Equally, under the plane of international law, kenya still has
obligations to fulfill the right to education, the commitment is binding , for
instance under article 26 of the Universal declaration of human rights(UDHR),
“education shall be free at least in elementary and fundamental stages…..”
other binding treaties include.
·
Article 4(a) of the UNESCO convention against
discrimination in education
·
Article 13(2)(a) and (b) of the ICESCR,
international covenant on economic social and cultural rights (kenya has not ratified its protocol)
·
ARTICLE 28(1)(a) of the united nations
convention on the rights of the child(CRC)
Moreover Kenya has also committed itself
to goal no. 2 of the millennium development goals MDGs which is to achieve
Universal primary education UPE with targets of ensuring by 2015, children both
boys and girls will complete primary education.
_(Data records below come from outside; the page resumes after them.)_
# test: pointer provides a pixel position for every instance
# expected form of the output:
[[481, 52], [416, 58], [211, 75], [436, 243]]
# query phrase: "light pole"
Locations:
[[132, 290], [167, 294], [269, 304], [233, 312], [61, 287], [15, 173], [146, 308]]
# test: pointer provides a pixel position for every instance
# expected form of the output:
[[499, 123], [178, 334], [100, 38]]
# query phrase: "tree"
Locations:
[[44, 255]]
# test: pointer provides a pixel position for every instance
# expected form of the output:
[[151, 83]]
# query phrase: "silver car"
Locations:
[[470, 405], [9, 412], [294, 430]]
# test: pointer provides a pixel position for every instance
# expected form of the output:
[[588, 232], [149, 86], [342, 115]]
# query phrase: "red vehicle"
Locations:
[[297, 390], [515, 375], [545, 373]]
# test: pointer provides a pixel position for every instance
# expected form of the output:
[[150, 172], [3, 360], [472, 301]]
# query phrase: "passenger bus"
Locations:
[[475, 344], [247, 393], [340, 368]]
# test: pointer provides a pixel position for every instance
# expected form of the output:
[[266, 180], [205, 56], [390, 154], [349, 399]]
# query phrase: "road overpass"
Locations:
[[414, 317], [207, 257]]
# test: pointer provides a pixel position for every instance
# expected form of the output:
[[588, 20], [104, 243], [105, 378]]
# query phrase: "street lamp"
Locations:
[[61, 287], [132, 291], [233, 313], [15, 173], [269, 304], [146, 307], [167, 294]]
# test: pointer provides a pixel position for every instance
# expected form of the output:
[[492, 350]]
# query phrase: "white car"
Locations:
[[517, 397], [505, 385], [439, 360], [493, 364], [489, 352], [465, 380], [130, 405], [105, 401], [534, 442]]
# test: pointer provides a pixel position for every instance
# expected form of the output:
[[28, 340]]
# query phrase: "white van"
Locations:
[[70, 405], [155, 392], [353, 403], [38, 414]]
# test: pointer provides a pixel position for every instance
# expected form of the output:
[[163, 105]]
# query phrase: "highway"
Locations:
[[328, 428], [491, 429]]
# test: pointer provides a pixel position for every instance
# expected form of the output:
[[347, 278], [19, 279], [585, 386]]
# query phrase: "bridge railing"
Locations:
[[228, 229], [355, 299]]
Jurisprudence on the right to education shows that it’s
not subject to progressive realization but immediate realization. Therefore Kenya
cannot hide behind the doctrine of progressive realization to justify its
failure to provide quality FPE. In Costa Rica, the constitutional court has
declared that school fees or charges of any kind are unconstitutional, after
parents filed a petition against a state educational institution for refusing
to enroll their son in the state sponsored school after he could not afford to
pay “voluntary contribution”. The court held that it hindered constitutionally
obligatory right to basic education.
Judicial decisions in Africa has upheld and whittled down
the right to education in proportional measure. For instance, the Kenyan high
court decision in R vs. Head teacher, Kenya high school, exparte SMY,
the court upheld the principals’ directive, stopping Muslim girls from wearing
hijabs at school. A loccus classicus of clash between right to religion and
right to education. In Zimbabwe, the case of Dzvova Vs Minister For Education
Sports And Culture &Others, the Supreme Court issued a general
declaration that expulsion of Rastafarian student from school on the basis of his
belief contravened the Zimbabwean constitutional provisions on the right to
education. An ECOWAS decision of Serap Vs Nigeria, the court held
that corruption and mismanagement of funds couldn’t justify a states violation
of the right to education. (See also open society initiative vs. government of Kenyan
a.k.a the Nubian children case)
Going forward I would recommend 10 strong points for the jubilee government, now that the country
is turning 50, amid its midlife crisis, to do the following in favor of the
right to education.
1) Provide
free transport by having GoK designated buses to ferry to school all children especially
those in ASALs who live very far from school.
2) Provide
safe drinking water in all public schools.
3) Ensure
sanitation facilities that are beyond reproach.
4) Provide
classrooms, textbooks, blackboards and stationer.
5) Provide
qualified teachers by lifting the ban on hiring of teachers.
6) Ensure
that while FPE is compulsory and state funded, then tertiary education is
highly accessible to all.(e.g. By increasing HELB).
7) Ensure
that children with disabilities have effective access to education in a manner
conducive to the fullest possible social integration.
8) Give
free meals to all public schools pupils.
9) Proscribe
all illegal levies and or hidden costs charged by schools e.g. supplementary
exam fees, KCSE fees, PTA fees, additional tuition fees, development levy, trip
costs, and fees for meals.
10) Amend
the law to include death penalty on the proof of a balance of probabilities to
those embezzling FPE funds.
While my list above is not exhaustive in any way, I
humbly submit that as a country who each
year cannot account for 300 billion of budgetary allocations(euphemism for
misappropriation) we can realize the
right to education for posterity and economic progress failure to which the
bourgeoisie will fly their children out to greener academic pastures, or enroll
them in high end local international schools where term fees is equal to a governors salary, the middle class will
build academies for their children while the proletariats child will be wasting
away in the village, sinking deeper in academic penury while making daily
odysseys’ into a dilapidated public school beyond the horizon.